4. Umschaltbare Stickstoffreinheit durch Material. Für Edelstahl kann hochreiner Stickstoff (99,99 %) verwendet werden. Beim Schneiden von Kohlenstoffstahl mit Mischgas lässt sich die Reinheit reduzieren, um die Ausstoßmenge zu erhöhen. Die BCP M-Serie von Raysoar (ein PSA-System mit Gasmischfunktion) ermöglicht die Ein-Tasten-Umschaltung des Reinheits-Sollwerts – diese Flexibilität bietet extern bezogene Gase nicht.

5. Selbstregulierter Versorgungsdruck. Das Stickstoffgenerierungssystem liefert exakt den Druck, den Ihre Produktionslinie benötigt. Zusätzliche Druckminderungs- und Stabilisierungsstationen zur Anpassung an den festen Nenndruck von Gasflaschen sind nicht erforderlich. Der Gasweg ist einfacher und der Druck stabiler.

Eine kurze Investitionsrenditeanalyse

Um die Rentabilität einer Stickstofferzeugung vor Ort zu berechnen, verwenden wir eine einfache Logik. Die genaue Amortisationszeit hängt zwar von Ihrem Verbrauch, den lokalen Gaspreisen und den Systemkosten ab, doch ein gut konzipiertes System zur Stickstofferzeugung vor Ort amortisiert sich oft innerhalb kurzer Zeit im Dauerbetrieb. Bei hohem Verbrauch kann sich die Investition bereits in Monaten statt Jahren amortisieren. Sobald die Anlage vollständig abgeschrieben ist, fließen die Einsparungen direkt in den Gewinn. Danach sinken die Gaskosten auf nahezu das Niveau der Stromkosten, und nach Abschluss der Abschreibung stellen die Einsparungen fast reinen Gewinn dar.

Die genaue Amortisationszeit hängt von Ihrem Verbrauch und den lokalen Preisen für Flaschengas ab. Je höher der Verbrauch und je teurer das Flaschengas, desto schneller amortisiert sich die Investition. Wenn Sie derzeit flüssigen Stickstoff verwenden, kann die Amortisation etwas länger dauern. Berücksichtigt man jedoch Verdunstungsverluste und die Mietkosten für Dewargefäße, bieten die Stickstofferzeugungsanlagen der BCE-Serie von Raysoar zur Lastspitzenverschiebung dennoch bemerkenswerte wirtschaftliche Vorteile.

Erweiterte Anwendungsmöglichkeiten: Wertsteigerung durch Mehrzwecknutzung

Der von einem Vor-Ort-System erzeugte Stickstoff dient nicht nur dem Schneidkopf.
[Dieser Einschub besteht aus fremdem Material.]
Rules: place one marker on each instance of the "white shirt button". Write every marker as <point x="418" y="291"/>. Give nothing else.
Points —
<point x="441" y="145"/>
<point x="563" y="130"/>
Dieselbe Quelle kann Abzweigleitungen für die Druckabdichtung des Laserstrahls, die Spülung von Rohrleitungen und die oxidationsbeständige Lagerung von Halbzeugen oder Rohmaterialien versorgen. Beispielsweise können hochfeste Stahlrohlinge, die auf den Zuschnitt warten, vorübergehend unter Stickstoffatmosphäre gelagert werden, um eine inerte Schutzschicht zu bilden und so Rost zu verhindern. Durch die Ausweitung dieses Verfahrens auf weitere Gasverbrauchsstellen im Werk – wie etwa Schutzgas beim Laserschweißen oder Rostschutz für Bleche nach dem Biegen – lässt sich mit einem einzigen Stickstofferzeugungssystem der Gesamtgasverbrauch weiter senken.

Raysoars integrierte Stickstofferzeugung vor Ort

Raysoar wir bieten Ihnen keinen isolierten Stickstoffgenerator, sondern ein integriertes Stickstofferzeugungssystem, das direkt an Ihre Laserproduktionslinie angeschlossen ist. Von der Auswahl des Luftkompressors über die Konfiguration von Kältetrocknern und Filtern bis hin zur Reinheitseinstellung und Rohrleitungsplanung des Stickstoffgenerators – alles ist optimal auf die Gasparameter Ihrer Linie abgestimmt. Das Ergebnis ist ein Komplettsystem, das auf Knopfdruck stabilen, reinen Stickstoff liefert und Ihnen hilft, Ihre Stickstoffkosten von einer unkontrollierbaren externen Variable in einen planbaren, fixen Kostenfaktor zu verwandeln.

Die Stickstoffversorgung sollte genauso stabil, bedarfsgerecht und kontrollierbar sein wie die von Wasser und Strom. -das ist der Wert der Vor-Ort-Stromerzeugung.